NUH explained that the emergency department was seeing a high patient load at the time the woman was there, and the hospital was managing three other expectant patients with Covid-19 in the emergency department and labour ward, which was full at that time.

The general public believes that once an ill patient is sent to a hospital, medical care would be administered promptly and the outcome would be reasonable.

But the public needs to understand that medical resources, such as doctors and nurses, hospital beds, wards and operating rooms, are finite.

If many ill patients turn up at the same time, or if doctors or nurses take leave or fall sick, medical resources can be overwhelmed. As a result, clinical outcomes may be suboptimal.

This does not necessarily mean there is fault or professional misconduct by the medical staff or the hospital.

In Mrs J’s case, my staff and I were busy calling other hospitals begging for a hospital bed for almost 45 minutes.
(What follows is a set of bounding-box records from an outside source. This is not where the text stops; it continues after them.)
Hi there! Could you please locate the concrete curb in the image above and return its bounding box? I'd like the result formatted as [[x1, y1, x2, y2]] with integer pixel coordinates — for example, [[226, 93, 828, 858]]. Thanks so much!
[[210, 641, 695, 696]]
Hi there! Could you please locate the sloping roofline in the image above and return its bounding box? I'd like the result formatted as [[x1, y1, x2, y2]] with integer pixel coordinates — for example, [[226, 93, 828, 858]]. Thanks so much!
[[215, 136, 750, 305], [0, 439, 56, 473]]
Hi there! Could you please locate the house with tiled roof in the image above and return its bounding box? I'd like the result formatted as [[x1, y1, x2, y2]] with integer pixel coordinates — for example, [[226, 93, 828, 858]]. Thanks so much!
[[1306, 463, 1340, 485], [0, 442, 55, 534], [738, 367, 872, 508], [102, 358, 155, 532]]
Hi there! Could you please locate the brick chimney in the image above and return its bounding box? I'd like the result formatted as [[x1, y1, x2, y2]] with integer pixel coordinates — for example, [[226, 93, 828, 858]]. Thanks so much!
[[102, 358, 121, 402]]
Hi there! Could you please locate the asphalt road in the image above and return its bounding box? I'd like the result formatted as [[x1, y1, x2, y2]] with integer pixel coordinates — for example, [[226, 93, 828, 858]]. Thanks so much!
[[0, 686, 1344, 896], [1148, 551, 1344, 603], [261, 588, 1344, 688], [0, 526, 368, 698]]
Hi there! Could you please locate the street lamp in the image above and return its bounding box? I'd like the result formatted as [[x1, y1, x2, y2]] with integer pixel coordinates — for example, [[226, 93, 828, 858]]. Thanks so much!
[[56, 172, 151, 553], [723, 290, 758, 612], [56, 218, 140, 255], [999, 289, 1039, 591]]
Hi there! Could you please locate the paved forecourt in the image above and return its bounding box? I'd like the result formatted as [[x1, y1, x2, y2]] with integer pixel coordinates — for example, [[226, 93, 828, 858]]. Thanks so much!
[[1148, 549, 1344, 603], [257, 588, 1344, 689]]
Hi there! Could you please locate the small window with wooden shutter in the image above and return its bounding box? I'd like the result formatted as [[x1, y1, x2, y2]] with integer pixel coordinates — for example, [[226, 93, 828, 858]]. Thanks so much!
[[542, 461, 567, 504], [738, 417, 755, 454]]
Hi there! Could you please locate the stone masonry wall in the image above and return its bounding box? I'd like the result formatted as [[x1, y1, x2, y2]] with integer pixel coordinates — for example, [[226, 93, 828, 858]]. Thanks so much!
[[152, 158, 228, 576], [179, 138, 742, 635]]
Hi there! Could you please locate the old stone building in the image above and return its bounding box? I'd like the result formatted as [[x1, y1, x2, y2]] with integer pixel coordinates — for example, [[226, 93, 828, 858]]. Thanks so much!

We were lucky to get one and start tests and treatment as soon as she reached the hospital.

If we could not find any bed in any private hospital, I would have referred her to a restructured hospital.

But I would not know if she would obtain prompt care there. Usually, when private hospitals are full, restructured hospitals are full too.
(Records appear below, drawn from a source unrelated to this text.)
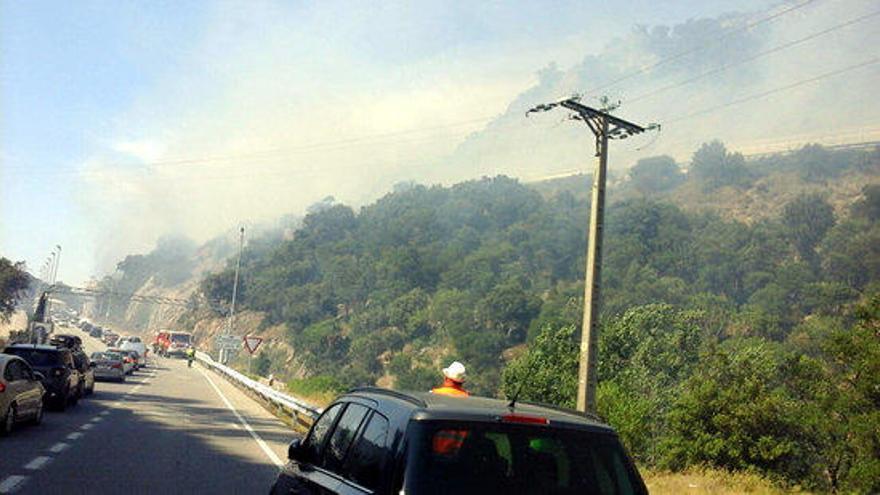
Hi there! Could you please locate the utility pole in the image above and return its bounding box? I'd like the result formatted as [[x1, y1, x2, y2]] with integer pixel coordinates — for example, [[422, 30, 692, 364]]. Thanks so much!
[[220, 227, 244, 364], [526, 96, 655, 412]]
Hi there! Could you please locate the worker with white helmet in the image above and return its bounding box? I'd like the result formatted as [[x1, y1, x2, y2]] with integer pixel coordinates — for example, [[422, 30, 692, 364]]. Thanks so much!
[[431, 361, 470, 397]]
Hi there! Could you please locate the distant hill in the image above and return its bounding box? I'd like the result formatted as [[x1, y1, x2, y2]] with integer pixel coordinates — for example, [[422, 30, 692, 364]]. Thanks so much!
[[528, 141, 880, 223]]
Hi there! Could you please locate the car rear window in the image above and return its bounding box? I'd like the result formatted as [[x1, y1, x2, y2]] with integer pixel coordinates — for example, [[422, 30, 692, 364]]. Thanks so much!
[[3, 348, 62, 366], [343, 413, 388, 490], [404, 421, 647, 495], [323, 403, 369, 472]]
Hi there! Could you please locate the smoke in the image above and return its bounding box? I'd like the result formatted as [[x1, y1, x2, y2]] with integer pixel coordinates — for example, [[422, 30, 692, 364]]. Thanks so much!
[[76, 0, 880, 276], [453, 1, 880, 179]]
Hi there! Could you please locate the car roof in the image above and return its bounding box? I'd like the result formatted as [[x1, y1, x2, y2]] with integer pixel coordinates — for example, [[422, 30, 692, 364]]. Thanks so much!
[[343, 387, 613, 432], [6, 344, 64, 352], [0, 352, 27, 366]]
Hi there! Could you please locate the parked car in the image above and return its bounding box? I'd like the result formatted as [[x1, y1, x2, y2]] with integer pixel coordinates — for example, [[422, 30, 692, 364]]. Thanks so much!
[[73, 349, 95, 396], [107, 347, 137, 375], [152, 330, 171, 356], [116, 336, 147, 368], [271, 388, 648, 495], [49, 333, 82, 350], [3, 344, 83, 411], [165, 332, 193, 357], [91, 351, 126, 382], [0, 354, 46, 435], [101, 331, 119, 347]]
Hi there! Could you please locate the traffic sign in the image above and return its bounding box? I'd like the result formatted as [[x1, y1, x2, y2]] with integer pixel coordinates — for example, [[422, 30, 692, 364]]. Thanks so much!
[[244, 335, 263, 354], [214, 334, 241, 351]]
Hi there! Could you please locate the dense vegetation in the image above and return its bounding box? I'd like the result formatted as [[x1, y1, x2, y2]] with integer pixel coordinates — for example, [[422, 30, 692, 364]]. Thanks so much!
[[0, 257, 31, 322], [202, 143, 880, 492]]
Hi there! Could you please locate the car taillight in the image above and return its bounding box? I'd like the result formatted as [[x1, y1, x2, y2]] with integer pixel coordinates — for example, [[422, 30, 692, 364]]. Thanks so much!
[[501, 414, 550, 425]]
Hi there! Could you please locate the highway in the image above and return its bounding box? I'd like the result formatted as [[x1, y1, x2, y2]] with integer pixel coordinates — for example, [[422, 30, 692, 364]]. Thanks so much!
[[0, 329, 296, 494]]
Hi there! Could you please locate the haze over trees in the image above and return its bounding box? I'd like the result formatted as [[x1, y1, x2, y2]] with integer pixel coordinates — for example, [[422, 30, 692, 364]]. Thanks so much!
[[113, 142, 880, 492]]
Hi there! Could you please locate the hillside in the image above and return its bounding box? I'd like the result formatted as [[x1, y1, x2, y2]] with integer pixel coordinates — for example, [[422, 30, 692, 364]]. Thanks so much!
[[528, 140, 880, 223], [79, 142, 880, 491]]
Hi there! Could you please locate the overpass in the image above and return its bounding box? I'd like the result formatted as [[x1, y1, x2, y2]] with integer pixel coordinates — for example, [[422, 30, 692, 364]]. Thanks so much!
[[0, 330, 297, 494]]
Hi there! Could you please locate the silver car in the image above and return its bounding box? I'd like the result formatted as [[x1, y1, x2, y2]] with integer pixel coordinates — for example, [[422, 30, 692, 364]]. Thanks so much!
[[91, 352, 126, 382], [0, 354, 46, 435]]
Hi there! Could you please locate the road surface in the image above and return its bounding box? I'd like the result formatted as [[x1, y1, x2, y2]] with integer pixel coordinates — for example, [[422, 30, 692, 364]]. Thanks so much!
[[0, 329, 296, 494]]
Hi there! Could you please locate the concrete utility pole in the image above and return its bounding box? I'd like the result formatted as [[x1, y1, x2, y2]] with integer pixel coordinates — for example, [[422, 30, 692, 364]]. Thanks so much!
[[526, 96, 645, 412], [220, 227, 244, 364]]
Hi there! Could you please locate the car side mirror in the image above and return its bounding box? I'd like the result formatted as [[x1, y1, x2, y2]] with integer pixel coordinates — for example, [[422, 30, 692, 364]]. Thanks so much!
[[287, 438, 305, 461]]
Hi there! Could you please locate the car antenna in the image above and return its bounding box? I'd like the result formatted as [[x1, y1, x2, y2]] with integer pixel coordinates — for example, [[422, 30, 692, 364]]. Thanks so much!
[[507, 362, 535, 411]]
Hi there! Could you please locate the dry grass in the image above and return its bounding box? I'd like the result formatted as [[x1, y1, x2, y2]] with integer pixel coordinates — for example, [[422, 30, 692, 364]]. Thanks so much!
[[641, 469, 807, 495]]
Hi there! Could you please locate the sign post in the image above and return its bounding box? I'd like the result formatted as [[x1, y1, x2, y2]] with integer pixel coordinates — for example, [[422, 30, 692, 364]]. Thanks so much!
[[242, 335, 263, 374]]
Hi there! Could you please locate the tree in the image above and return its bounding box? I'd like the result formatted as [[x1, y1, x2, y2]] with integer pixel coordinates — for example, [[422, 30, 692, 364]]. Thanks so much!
[[502, 326, 578, 408], [782, 194, 835, 266], [852, 184, 880, 222], [629, 155, 684, 194], [662, 339, 805, 473], [688, 140, 751, 191], [0, 258, 30, 321]]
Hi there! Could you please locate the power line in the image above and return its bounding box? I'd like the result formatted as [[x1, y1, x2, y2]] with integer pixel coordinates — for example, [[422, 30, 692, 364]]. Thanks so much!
[[584, 0, 817, 95], [5, 116, 496, 175], [627, 11, 880, 103], [665, 58, 880, 124]]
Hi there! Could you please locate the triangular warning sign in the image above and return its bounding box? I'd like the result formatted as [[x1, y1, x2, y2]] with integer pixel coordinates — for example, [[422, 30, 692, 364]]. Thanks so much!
[[244, 335, 263, 354]]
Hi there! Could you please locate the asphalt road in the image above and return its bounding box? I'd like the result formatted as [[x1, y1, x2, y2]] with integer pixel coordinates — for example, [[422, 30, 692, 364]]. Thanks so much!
[[0, 329, 295, 494]]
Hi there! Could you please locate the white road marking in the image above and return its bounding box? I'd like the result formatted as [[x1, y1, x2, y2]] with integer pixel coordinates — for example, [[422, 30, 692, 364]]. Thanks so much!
[[24, 455, 52, 471], [49, 442, 70, 454], [198, 368, 284, 466], [0, 474, 27, 493]]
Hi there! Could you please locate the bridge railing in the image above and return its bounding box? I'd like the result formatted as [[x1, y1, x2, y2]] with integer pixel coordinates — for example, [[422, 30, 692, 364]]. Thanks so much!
[[196, 352, 322, 428]]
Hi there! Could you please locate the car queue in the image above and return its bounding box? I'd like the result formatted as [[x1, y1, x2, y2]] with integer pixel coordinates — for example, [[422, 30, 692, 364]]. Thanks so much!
[[0, 322, 147, 436]]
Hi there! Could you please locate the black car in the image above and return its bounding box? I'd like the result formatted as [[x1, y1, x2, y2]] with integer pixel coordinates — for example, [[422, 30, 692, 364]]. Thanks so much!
[[49, 333, 82, 350], [3, 344, 83, 411], [271, 388, 648, 495], [72, 349, 95, 395]]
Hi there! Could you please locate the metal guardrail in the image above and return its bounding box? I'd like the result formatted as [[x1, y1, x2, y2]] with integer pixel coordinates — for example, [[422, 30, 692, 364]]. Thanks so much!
[[196, 351, 322, 427]]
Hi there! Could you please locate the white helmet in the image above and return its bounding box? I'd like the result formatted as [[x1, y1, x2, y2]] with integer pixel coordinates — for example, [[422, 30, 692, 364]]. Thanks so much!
[[443, 361, 465, 382]]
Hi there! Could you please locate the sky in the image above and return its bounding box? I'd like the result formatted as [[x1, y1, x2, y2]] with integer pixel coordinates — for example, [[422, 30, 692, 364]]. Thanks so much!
[[0, 0, 877, 285]]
Mrs J came back to my clinic for a review a week after her discharge. She was appreciative and thanked the team for taking good care of her.
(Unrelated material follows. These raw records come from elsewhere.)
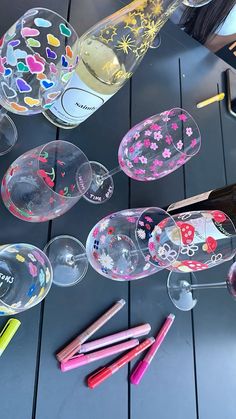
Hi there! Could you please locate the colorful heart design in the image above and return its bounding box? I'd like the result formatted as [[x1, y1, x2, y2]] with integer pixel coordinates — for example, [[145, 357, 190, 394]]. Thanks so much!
[[10, 102, 28, 112], [34, 17, 52, 28], [25, 55, 45, 74], [1, 82, 17, 99], [46, 47, 57, 60], [27, 38, 41, 48], [16, 78, 32, 93], [21, 28, 40, 38], [8, 39, 20, 48], [47, 33, 61, 47], [66, 45, 73, 58], [61, 55, 69, 67], [59, 23, 71, 38], [40, 79, 55, 90], [17, 61, 29, 73], [24, 96, 41, 108]]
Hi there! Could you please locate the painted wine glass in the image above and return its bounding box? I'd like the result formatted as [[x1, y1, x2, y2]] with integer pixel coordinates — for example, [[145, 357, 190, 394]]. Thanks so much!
[[0, 243, 53, 316], [167, 262, 236, 311], [2, 140, 92, 222], [84, 108, 201, 203], [0, 8, 78, 154], [44, 207, 180, 285]]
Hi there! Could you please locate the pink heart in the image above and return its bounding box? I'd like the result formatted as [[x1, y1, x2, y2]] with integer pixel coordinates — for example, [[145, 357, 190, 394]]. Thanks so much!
[[25, 55, 45, 74], [21, 28, 40, 38]]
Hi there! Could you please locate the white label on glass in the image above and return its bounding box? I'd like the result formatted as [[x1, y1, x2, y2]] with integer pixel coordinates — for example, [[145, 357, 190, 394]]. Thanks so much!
[[50, 73, 113, 125], [167, 191, 212, 211]]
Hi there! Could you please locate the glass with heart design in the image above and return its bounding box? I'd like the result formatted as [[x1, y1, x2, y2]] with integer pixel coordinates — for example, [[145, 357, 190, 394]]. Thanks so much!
[[0, 8, 78, 154], [0, 243, 53, 316], [84, 108, 201, 203], [2, 140, 92, 222], [44, 207, 180, 286], [167, 262, 236, 311]]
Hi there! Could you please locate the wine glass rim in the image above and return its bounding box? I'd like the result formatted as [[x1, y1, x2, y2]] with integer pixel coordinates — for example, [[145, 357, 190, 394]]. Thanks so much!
[[37, 140, 92, 200], [0, 242, 53, 315], [20, 7, 79, 71], [135, 207, 182, 270], [166, 106, 202, 157]]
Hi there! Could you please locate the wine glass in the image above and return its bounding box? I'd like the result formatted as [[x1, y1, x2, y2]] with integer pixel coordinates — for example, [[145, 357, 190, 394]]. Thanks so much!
[[0, 243, 53, 316], [84, 108, 201, 203], [0, 8, 78, 154], [44, 207, 180, 286], [2, 140, 92, 222], [167, 262, 236, 311]]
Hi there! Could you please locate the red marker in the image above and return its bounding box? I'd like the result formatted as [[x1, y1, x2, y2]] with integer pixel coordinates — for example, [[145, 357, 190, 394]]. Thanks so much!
[[88, 337, 155, 388]]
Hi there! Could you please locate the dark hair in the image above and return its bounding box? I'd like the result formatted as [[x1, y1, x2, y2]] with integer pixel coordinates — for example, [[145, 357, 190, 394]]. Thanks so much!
[[180, 0, 236, 44]]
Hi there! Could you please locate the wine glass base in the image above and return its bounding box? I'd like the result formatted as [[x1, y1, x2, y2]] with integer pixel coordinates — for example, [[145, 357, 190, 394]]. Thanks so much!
[[167, 272, 198, 311], [83, 161, 114, 204], [44, 235, 88, 287], [0, 114, 17, 156]]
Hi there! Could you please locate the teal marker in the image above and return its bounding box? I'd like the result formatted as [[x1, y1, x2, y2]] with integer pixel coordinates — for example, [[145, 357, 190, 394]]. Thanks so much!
[[0, 319, 21, 356]]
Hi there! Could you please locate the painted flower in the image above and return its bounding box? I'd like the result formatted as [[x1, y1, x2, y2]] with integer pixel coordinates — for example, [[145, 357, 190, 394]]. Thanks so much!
[[98, 253, 114, 269], [186, 127, 193, 137], [176, 140, 184, 150], [137, 228, 146, 240], [162, 148, 171, 159], [139, 156, 147, 164], [143, 138, 151, 148], [153, 131, 163, 141], [150, 143, 158, 151], [178, 113, 188, 122], [99, 219, 109, 231]]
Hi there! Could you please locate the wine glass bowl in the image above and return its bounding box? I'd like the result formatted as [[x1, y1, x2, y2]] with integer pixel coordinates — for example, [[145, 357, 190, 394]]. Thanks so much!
[[118, 108, 201, 181]]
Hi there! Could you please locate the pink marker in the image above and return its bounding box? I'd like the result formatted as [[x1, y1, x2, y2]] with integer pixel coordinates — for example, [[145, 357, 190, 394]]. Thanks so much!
[[61, 339, 139, 372], [79, 323, 151, 353], [130, 314, 175, 385]]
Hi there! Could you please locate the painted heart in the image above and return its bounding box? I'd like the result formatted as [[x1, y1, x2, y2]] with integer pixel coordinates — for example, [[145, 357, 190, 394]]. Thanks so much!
[[66, 45, 73, 58], [40, 79, 55, 90], [21, 28, 40, 38], [27, 38, 41, 48], [4, 68, 12, 77], [16, 78, 32, 93], [59, 23, 71, 38], [47, 33, 61, 47], [25, 55, 45, 74], [61, 55, 68, 67], [8, 39, 20, 48], [7, 44, 17, 67], [24, 96, 40, 108], [34, 17, 52, 28], [17, 61, 29, 73], [1, 82, 17, 99], [46, 47, 57, 60]]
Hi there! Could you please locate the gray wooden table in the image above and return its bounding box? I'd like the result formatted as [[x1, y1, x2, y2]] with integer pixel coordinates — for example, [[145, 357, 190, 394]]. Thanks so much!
[[0, 0, 236, 419]]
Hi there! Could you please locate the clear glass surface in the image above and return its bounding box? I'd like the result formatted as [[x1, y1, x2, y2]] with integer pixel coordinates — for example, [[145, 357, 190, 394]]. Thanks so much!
[[2, 140, 92, 222], [0, 243, 53, 316]]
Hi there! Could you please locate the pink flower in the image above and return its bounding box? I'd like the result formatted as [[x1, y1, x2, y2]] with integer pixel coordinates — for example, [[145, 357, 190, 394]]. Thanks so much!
[[150, 124, 161, 131], [162, 148, 171, 159], [153, 131, 163, 141], [143, 138, 151, 147], [139, 156, 147, 164], [150, 143, 158, 150], [171, 122, 179, 131], [186, 127, 193, 137], [178, 113, 188, 122], [166, 135, 172, 145], [176, 140, 184, 150], [191, 138, 197, 148]]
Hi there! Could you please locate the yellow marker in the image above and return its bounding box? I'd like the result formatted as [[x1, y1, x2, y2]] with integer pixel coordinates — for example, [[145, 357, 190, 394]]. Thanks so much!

I jokingly said that if she had had a bad outcome, she might be blaming me on social media, or even suing me for damages.

If Mrs J had deteriorated and turned ill at my clinic before she could be transferred to a hospital, I would be held responsible.

Saturday morning is always busy. Many people who cannot take leave during weekdays would opt to see doctors on a Saturday morning.

I actually had a long list of patients scheduled the morning I saw Mrs J. As we spent much time on Mrs J’s hospitalisation arrangements, all appointments were pushed back by 45 minutes.

Again, I am blessed that none of my clinic patients voiced anger at me or my staff. They understood when we explained that we were making arrangements for an ill patient.

Being a doctor nowadays is challenging.

Patients and the public have high expectations about their medical care, clinical outcomes, and service standards. Many patients cannot accept a poor outcome nor a long waiting time.

Yet in recent months, I have seen a shortage of medical resources.

Hospitals are full most of the time. It takes a longer time to arrange for elective surgeries and to get patients to be admitted.

I am only a private specialist and I do not have all the facts for analysis. But from my limited personal views, there are several contributing factors to the crunch.

On the demand side, there is increased demand from both local and foreign patients.

First, many medical appointments and surgeries were delayed over the last two years during the pandemic.

Patients are now turning up for non-emergency but essential appointments, such as cataract and knee replacement surgeries. This is what Health Minister Ong Ye Kung said “business as usual debt”.

Secondly, foreign patients who had complicated health problems are returning to Singapore.

Over the last one month, I have seen many ill foreign patients with complex problems seeking medical help in Singapore.

On the supply side, we are short of medical staff, such as clinic and lab technicians and nurses.

Nurses are in short supply everywhere in the world. Many countries such as New Zealand, the United Kingdom, and the United States are offering very attractive packages to entice nurses with working experience in Singapore.

Over the last six months, I have seen three senior, experienced endoscopy nurses leaving for New Zealand and the US. And I understand many more foreign nurses here are planning to leave for New Zealand in the near future.

I know of one private hospital where less than half of its operating theatres are running because of a lack of manpower.

Singapore residents have to get used to the new normal, at least in the near term.

I hope patients and their families will understand why they may have to wait longer to get medical treatment.



Dr Desmond Wai is a gastroenterologist and hepatologist in private practice.